Physicians give patients they identify as having a need for fresh produce a “prescription,” which they present along with $1 at the sites where the Healthy Harvest truck rolls up, and they receive a week’s worth of local produce — about 12 to 14 pounds. They also receive recipe cards with ideas for how to cook their bounty, Long said.

“It’s a fantastic way to help folks, nutritionally,” he said. “It’s important for our patients to have access to fresh food, because what you eat has more impact on your health than just about anything.”

Stops will rotate, and the route list will be updated regularly at behealthy365.org.

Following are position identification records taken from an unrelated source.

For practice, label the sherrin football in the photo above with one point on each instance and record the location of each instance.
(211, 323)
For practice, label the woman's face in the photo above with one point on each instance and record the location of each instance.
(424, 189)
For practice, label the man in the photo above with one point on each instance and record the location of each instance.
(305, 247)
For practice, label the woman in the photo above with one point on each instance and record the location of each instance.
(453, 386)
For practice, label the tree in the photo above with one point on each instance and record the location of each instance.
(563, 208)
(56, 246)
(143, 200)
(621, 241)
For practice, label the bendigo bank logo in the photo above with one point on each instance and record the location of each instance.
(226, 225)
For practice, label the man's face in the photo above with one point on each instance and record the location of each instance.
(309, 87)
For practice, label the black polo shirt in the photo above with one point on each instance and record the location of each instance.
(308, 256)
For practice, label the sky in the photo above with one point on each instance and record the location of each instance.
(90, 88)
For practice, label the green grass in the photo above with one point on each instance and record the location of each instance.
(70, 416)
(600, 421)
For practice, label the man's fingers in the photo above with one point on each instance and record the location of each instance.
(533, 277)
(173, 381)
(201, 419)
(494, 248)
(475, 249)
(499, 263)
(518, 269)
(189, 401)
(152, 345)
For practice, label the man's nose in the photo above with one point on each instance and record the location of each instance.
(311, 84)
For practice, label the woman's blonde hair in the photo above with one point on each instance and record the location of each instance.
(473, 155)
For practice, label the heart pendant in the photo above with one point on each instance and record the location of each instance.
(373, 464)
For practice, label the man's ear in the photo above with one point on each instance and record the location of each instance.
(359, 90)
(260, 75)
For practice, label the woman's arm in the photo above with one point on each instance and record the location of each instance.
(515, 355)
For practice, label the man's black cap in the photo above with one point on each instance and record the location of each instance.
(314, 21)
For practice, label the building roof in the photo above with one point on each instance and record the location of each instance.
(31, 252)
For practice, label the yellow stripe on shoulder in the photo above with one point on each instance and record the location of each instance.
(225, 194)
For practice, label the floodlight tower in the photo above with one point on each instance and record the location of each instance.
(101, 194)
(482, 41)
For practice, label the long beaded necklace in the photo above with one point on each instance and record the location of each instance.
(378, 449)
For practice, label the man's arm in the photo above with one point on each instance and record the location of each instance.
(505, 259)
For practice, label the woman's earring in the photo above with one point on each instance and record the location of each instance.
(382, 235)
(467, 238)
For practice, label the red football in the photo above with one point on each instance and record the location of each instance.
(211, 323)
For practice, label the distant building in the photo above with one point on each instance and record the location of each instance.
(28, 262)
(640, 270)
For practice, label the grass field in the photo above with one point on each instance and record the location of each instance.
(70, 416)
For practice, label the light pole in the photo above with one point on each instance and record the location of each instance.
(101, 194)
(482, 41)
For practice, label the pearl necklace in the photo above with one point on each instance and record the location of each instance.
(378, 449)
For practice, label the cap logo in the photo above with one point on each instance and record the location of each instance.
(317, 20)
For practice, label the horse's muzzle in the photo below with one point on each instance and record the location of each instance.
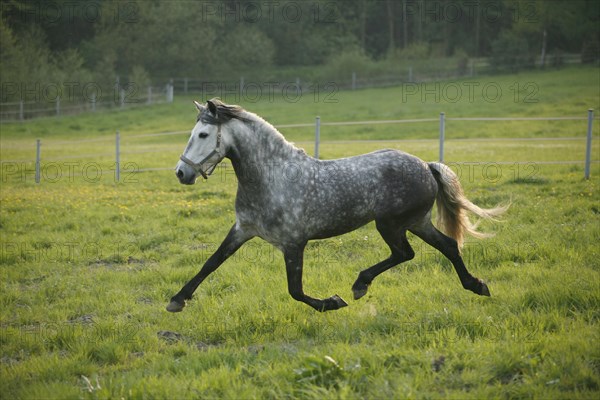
(185, 179)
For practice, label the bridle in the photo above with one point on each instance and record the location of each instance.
(198, 166)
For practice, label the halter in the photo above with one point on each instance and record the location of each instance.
(198, 166)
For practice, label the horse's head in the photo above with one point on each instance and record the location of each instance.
(205, 148)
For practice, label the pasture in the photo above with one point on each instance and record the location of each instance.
(87, 265)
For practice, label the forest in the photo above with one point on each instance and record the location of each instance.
(148, 42)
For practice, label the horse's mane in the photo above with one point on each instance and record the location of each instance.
(227, 112)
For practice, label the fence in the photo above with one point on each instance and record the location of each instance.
(56, 105)
(319, 124)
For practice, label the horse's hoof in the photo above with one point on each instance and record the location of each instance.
(175, 306)
(483, 289)
(333, 303)
(339, 302)
(359, 290)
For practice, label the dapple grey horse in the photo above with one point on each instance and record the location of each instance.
(287, 198)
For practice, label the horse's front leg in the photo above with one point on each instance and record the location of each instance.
(234, 240)
(294, 256)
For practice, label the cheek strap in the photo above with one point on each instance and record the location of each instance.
(198, 166)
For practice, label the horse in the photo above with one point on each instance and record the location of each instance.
(288, 198)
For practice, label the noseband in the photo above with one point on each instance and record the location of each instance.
(198, 166)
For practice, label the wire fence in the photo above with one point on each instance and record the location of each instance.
(62, 103)
(126, 146)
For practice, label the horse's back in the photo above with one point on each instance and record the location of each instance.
(350, 192)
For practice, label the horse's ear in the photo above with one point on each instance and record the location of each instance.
(212, 107)
(199, 106)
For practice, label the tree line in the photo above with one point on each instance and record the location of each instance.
(150, 41)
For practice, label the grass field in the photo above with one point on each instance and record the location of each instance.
(87, 265)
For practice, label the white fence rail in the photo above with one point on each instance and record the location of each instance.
(587, 159)
(57, 105)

The partnership developed quickly, with Jonathan Lawler, owner of Brandywine Creek Farms, contacting Hancock Regional Hospital officials to see if they’d provide financial support for the produce truck’s stops around the county, said Amanda Everidge, hospital healthy community manager.

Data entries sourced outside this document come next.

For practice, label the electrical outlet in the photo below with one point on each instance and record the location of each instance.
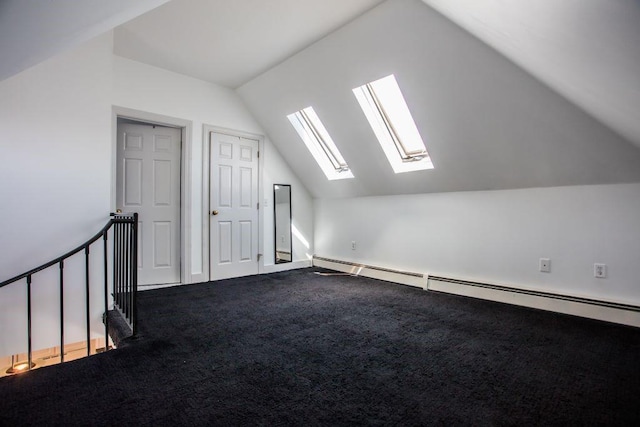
(600, 271)
(545, 265)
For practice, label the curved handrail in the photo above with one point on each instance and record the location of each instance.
(114, 220)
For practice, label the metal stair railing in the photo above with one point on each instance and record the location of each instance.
(124, 280)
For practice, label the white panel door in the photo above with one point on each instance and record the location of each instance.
(148, 182)
(233, 206)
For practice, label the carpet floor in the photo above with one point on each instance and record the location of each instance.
(298, 348)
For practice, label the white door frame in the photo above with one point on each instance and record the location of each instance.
(206, 169)
(185, 174)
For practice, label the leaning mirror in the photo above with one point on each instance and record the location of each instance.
(282, 222)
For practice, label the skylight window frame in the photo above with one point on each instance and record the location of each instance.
(317, 139)
(400, 158)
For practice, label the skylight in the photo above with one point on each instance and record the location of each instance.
(389, 117)
(320, 144)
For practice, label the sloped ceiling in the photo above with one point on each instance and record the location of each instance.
(486, 122)
(34, 30)
(587, 50)
(230, 42)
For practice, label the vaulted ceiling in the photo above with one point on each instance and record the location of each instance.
(506, 94)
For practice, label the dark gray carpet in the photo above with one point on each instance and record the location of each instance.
(296, 348)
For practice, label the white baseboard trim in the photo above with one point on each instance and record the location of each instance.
(607, 311)
(273, 268)
(142, 288)
(390, 275)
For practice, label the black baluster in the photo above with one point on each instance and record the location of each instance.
(134, 272)
(29, 361)
(61, 311)
(106, 294)
(86, 263)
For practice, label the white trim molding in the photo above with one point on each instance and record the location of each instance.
(390, 275)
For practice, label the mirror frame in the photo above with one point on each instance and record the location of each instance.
(277, 260)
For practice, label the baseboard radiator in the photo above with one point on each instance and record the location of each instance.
(609, 311)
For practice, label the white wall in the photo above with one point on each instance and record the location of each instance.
(56, 174)
(55, 162)
(496, 236)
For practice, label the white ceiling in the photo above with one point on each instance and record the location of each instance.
(487, 123)
(34, 30)
(587, 50)
(230, 42)
(506, 93)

Supporting efforts to provide affordable nutrition aligns with the hospital’s preventive care efforts, Everidge said.

The voucher program is a great way to get healthy options to people who need them, and doctors know their patients’ challenges, Lawler said.

Vouchers have been distributed to doctors at the Jane Pauley Community Health Center in Greenfield, officials at the Hancock County WIC Clinic and church liaisons with the hospital’s 13-church congregational network, Everidge said.

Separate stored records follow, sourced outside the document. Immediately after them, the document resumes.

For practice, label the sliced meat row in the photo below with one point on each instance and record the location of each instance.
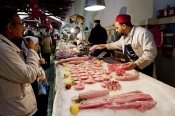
(130, 100)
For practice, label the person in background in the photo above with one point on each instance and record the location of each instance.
(62, 35)
(41, 77)
(53, 43)
(68, 36)
(47, 31)
(137, 44)
(80, 36)
(46, 44)
(98, 35)
(16, 75)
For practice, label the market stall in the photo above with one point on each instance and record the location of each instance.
(160, 92)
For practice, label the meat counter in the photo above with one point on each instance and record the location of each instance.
(163, 94)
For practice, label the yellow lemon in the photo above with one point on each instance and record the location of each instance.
(74, 109)
(66, 74)
(64, 64)
(98, 62)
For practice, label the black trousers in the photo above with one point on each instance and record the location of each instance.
(46, 56)
(42, 100)
(147, 70)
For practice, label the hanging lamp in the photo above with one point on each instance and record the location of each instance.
(94, 5)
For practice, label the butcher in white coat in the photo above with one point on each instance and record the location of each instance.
(137, 44)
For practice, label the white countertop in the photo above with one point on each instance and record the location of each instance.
(163, 94)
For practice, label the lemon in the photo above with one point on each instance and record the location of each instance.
(98, 62)
(66, 74)
(74, 109)
(64, 64)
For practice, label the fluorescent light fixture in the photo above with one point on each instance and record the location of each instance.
(95, 8)
(94, 5)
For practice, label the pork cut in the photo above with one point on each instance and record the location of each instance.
(131, 100)
(128, 77)
(93, 94)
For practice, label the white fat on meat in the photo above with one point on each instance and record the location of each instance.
(128, 76)
(131, 100)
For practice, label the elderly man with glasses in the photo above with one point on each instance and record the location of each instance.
(16, 75)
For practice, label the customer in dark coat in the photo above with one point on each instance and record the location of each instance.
(98, 35)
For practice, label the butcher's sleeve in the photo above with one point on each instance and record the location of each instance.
(115, 45)
(149, 50)
(14, 69)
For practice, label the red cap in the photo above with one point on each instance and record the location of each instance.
(123, 18)
(96, 21)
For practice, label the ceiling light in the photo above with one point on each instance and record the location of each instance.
(94, 5)
(72, 30)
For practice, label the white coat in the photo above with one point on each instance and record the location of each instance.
(142, 44)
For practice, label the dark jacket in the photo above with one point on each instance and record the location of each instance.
(98, 35)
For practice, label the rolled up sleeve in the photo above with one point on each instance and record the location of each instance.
(14, 69)
(149, 50)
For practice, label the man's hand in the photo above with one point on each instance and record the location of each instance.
(94, 47)
(42, 61)
(28, 43)
(129, 66)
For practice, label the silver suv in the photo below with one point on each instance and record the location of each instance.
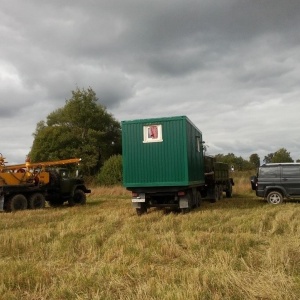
(275, 182)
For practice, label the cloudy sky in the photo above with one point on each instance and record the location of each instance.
(231, 66)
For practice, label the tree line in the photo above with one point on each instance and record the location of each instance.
(84, 128)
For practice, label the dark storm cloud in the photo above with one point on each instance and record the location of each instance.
(226, 64)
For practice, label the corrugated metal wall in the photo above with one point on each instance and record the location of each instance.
(171, 162)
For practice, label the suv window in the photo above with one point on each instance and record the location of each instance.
(269, 172)
(291, 171)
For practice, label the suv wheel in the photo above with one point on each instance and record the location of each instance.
(275, 197)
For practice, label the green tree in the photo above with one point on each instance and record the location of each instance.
(238, 162)
(255, 160)
(82, 128)
(268, 158)
(280, 156)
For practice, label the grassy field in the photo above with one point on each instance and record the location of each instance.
(238, 248)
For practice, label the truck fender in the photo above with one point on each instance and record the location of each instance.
(277, 188)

The Brandywine Creek Farms produce truck is one way to provide access to affordable produce for people in “food deserts,” or places without a grocery store selling fresh produce within 10 miles, Long said.

Even without the voucher from a physician, the produce offered from Brandywine Creek Farms is more affordable than grocery store prices, officials said. Lawler looks up the average price for produce in the county and offers his products for about half that price, he said.

And those operating the cash register now have the ability to take EBT, or electronic benefit transfer cards, Everidge said.

Earlier this month, Kathleen Whitehead of Greenfield caught wind of the mobile farmers markets from a Facebook post and decided to come out to St. Michael Catholic Church to have a look. She was surprised by how inexpensive the produce was, she said.

Hospital and Brandywine Creek Farms officials are pleased with how the program has started out, Everidge said: on its first foray into the community, the truck sold 730 pounds of fresh produce in about four hours.

Anything left over at the end of the day is donated to the Kenneth Butler Memorial Soup Kitchen in Greenfield or other area food pantries, Lawler said.

The farm has had good feedback from shoppers so far, he said.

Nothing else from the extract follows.